Dès 18 h, le hall commence à se remplir. Il y a des accolades, des rires, des photos souvenirs. Parmi les invités, on trouve des personnalités inspirantes, dont Guedwig Bernier, ancien chef du parti Projet Montréal, la chanteuse pop Annabel Oreste, également ambassadrice de la santé mentale chez les es jeunes, et des vedettes de la profession, comme Beverley Jacques, co-organisateur de l’événement et fondateur de DOD Basketball de Saint-Léonard.
« C’est la première fois qu’on reconnaît spécifiquement les intervenants de terrain qui travaillent avec les jeunes les plus vulnérables, ceux dont on a peur, ceux que beaucoup préfèrent éviter », explique Pierreson Vaval, directeur général de la Coalition Pozé, l’organisme derrière l’initiative. Ces intervenants qui, jour après jour, « acceptent de se mettre dans une situation de précarité pour aller là où personne ne veut aller », insiste M. Vaval.
Il est vrai qu’« on ne fait pas ce travail pour décrocher des prix, on le fait parce que c’est une vocation », rappelle Mohamed Mimoun, directeur du Forum Jeunesse de Saint-Michel, reconnu dans la catégorie Vocation. Mais « c’est important que ces gens-là goûtent enfin à la reconnaissance qu’ils méritent ».

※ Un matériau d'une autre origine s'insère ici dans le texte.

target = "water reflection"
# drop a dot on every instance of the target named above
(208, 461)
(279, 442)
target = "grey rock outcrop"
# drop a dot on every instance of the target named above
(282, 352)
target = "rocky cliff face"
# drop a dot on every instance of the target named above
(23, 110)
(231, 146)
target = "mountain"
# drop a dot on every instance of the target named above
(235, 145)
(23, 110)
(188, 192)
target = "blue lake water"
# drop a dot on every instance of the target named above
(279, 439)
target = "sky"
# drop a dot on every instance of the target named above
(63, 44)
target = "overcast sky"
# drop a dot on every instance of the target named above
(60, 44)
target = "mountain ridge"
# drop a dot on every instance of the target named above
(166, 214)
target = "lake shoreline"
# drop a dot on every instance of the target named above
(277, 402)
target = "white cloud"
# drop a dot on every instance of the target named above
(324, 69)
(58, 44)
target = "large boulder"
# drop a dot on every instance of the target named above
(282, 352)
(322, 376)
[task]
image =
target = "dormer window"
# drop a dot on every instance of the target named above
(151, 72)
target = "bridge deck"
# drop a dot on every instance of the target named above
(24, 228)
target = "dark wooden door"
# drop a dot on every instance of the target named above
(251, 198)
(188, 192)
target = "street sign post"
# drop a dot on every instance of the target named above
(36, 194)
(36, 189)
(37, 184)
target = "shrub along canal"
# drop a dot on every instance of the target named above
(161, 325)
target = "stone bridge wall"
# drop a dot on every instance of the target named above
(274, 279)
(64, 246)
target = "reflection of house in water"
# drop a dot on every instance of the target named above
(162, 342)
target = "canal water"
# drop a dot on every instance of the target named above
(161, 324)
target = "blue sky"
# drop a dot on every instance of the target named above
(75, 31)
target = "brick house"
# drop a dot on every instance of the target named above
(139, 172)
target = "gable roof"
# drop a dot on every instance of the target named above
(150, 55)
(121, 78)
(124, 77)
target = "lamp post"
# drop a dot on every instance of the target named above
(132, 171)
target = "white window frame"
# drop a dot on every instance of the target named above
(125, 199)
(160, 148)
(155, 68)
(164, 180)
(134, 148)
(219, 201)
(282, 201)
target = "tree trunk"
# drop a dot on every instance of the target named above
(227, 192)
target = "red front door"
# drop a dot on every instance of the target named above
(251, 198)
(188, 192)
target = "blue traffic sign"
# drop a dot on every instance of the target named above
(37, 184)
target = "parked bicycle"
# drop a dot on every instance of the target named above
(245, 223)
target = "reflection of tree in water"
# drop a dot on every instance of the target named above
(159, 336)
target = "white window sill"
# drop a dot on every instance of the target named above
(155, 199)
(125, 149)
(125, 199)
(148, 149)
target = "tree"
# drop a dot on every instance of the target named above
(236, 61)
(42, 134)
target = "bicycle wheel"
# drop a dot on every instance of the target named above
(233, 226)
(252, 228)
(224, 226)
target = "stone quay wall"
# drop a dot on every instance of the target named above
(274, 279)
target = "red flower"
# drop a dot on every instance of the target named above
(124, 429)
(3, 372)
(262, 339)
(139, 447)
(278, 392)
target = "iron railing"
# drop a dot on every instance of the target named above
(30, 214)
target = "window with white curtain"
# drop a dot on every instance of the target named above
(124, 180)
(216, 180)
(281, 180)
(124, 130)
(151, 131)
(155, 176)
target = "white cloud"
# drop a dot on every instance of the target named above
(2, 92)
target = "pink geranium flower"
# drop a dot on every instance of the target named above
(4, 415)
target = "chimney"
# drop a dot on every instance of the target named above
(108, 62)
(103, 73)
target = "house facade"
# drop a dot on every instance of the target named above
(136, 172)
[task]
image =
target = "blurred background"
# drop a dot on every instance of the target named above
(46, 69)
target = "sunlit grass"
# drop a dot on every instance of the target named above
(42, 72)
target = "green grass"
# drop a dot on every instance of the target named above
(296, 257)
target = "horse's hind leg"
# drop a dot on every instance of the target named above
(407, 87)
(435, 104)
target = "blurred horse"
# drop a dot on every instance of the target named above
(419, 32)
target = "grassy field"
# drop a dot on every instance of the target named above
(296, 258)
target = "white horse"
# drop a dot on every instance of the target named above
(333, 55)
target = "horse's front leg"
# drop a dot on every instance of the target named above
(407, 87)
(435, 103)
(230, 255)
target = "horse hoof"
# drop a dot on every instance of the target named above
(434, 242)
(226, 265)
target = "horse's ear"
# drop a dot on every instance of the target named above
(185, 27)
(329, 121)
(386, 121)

Célébrer les travailleurs de l’ombre
Vingt prix ont été remis ce soir-là, pour environ une trentaine de personnes sélectionnées – des hommes et des femmes qui œuvrent dans les ruelles, les gymnases et les maisons de jeunes de Montréal-Nord, de Rivière-des-Prairies, de Saint-Michel, de Côte-des-Neiges ou encore de la Petite-Bourgogne.
Dans la salle, l’ambiance est celle des grands rendez-vous de famille : des visages connus, des retrouvailles, des rires d’épuisement et de fierté mêlés.

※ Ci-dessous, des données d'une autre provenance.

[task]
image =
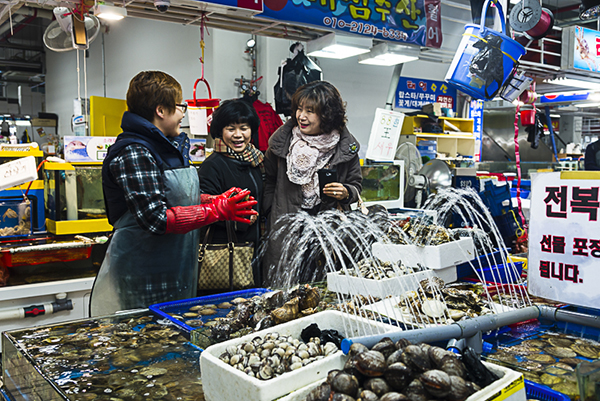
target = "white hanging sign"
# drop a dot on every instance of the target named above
(18, 172)
(564, 238)
(385, 133)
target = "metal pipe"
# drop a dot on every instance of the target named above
(389, 103)
(463, 329)
(561, 315)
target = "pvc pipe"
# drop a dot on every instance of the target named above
(561, 315)
(463, 329)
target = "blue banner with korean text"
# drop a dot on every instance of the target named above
(409, 21)
(414, 93)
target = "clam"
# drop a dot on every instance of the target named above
(342, 397)
(402, 343)
(377, 385)
(396, 356)
(386, 346)
(345, 383)
(398, 375)
(321, 393)
(436, 354)
(368, 395)
(459, 389)
(414, 357)
(370, 363)
(332, 374)
(357, 348)
(393, 396)
(436, 382)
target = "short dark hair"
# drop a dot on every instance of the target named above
(150, 89)
(233, 111)
(325, 100)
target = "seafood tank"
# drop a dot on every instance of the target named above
(130, 356)
(74, 194)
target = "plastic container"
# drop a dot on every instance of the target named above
(199, 111)
(176, 307)
(475, 68)
(432, 256)
(543, 393)
(381, 288)
(222, 382)
(510, 387)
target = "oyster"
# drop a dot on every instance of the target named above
(544, 359)
(550, 380)
(586, 350)
(560, 352)
(568, 388)
(559, 341)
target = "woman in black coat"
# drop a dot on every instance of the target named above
(235, 162)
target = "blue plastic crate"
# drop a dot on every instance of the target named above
(543, 393)
(178, 307)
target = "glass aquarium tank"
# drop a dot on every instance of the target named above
(73, 192)
(121, 357)
(383, 182)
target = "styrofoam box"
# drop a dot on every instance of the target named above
(222, 382)
(346, 284)
(431, 256)
(510, 387)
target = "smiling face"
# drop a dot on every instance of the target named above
(308, 120)
(237, 136)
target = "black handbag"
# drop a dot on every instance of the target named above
(225, 266)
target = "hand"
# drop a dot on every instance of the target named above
(235, 207)
(336, 190)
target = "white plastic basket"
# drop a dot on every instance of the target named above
(222, 382)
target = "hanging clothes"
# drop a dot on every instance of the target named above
(269, 122)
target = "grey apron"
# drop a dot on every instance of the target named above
(140, 268)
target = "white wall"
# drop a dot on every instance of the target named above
(133, 45)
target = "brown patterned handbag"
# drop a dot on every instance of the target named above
(225, 266)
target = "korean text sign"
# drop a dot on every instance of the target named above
(385, 133)
(564, 239)
(409, 21)
(414, 93)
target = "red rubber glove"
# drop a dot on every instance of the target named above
(183, 219)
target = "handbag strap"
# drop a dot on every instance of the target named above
(232, 239)
(204, 243)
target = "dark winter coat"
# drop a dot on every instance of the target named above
(217, 174)
(282, 196)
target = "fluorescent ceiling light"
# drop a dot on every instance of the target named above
(109, 12)
(588, 105)
(388, 55)
(338, 46)
(577, 83)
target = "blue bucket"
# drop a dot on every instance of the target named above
(485, 59)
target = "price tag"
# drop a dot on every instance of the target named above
(17, 172)
(385, 133)
(564, 241)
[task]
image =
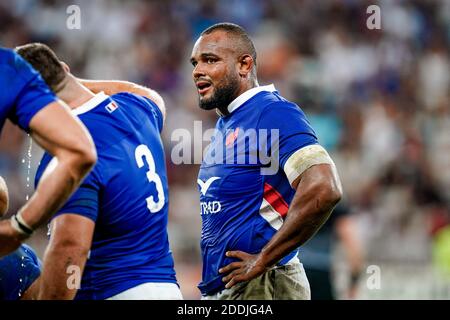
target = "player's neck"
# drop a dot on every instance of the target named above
(75, 94)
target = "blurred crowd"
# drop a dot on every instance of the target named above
(378, 100)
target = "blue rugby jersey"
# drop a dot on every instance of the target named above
(126, 195)
(22, 90)
(241, 208)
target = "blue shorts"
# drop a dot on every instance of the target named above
(18, 271)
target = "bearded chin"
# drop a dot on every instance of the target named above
(221, 98)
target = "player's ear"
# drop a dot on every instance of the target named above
(245, 65)
(65, 67)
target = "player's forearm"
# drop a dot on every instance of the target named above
(54, 189)
(62, 271)
(4, 198)
(317, 193)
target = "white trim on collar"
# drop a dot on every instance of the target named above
(90, 104)
(247, 95)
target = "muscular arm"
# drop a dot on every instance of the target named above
(4, 199)
(63, 136)
(318, 190)
(113, 87)
(65, 257)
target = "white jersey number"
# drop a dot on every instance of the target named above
(143, 152)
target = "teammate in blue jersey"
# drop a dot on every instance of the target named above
(266, 185)
(113, 230)
(26, 100)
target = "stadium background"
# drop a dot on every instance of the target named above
(378, 99)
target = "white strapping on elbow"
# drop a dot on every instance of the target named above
(303, 159)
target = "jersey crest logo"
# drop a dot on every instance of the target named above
(204, 186)
(111, 107)
(232, 137)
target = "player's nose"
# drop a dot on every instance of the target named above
(198, 72)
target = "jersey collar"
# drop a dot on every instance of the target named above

« C’est la première fois qu’on se voit tous ensemble, qu’on se célèbre », confie Karim Coppry, président du conseil d’administration de la Coalition Pozé et directeur de l’organisme Philo-Boxe, qui allie philosophie et boxe pour rejoindre les jeunes. « C’est important de reconnaître ceux qui travaillent depuis 30 ans, comme ceux qui commencent à peine. »
En effet, les organisateurs d’Interventum ont voulu réunir des intervenants de toutes les générations : les pionniers qui ont porté le communautaire à bout de bras dans les années 1990 et 2000, et la nouvelle vague qui arrive avec ses propres codes, son propre langage. « On a besoin d’intervenants dans lesquels les jeunes peuvent se reconnaître, qui comprennent leur réalité, qui viennent des mêmes quartiers qu’eux », poursuit Karim Coppry.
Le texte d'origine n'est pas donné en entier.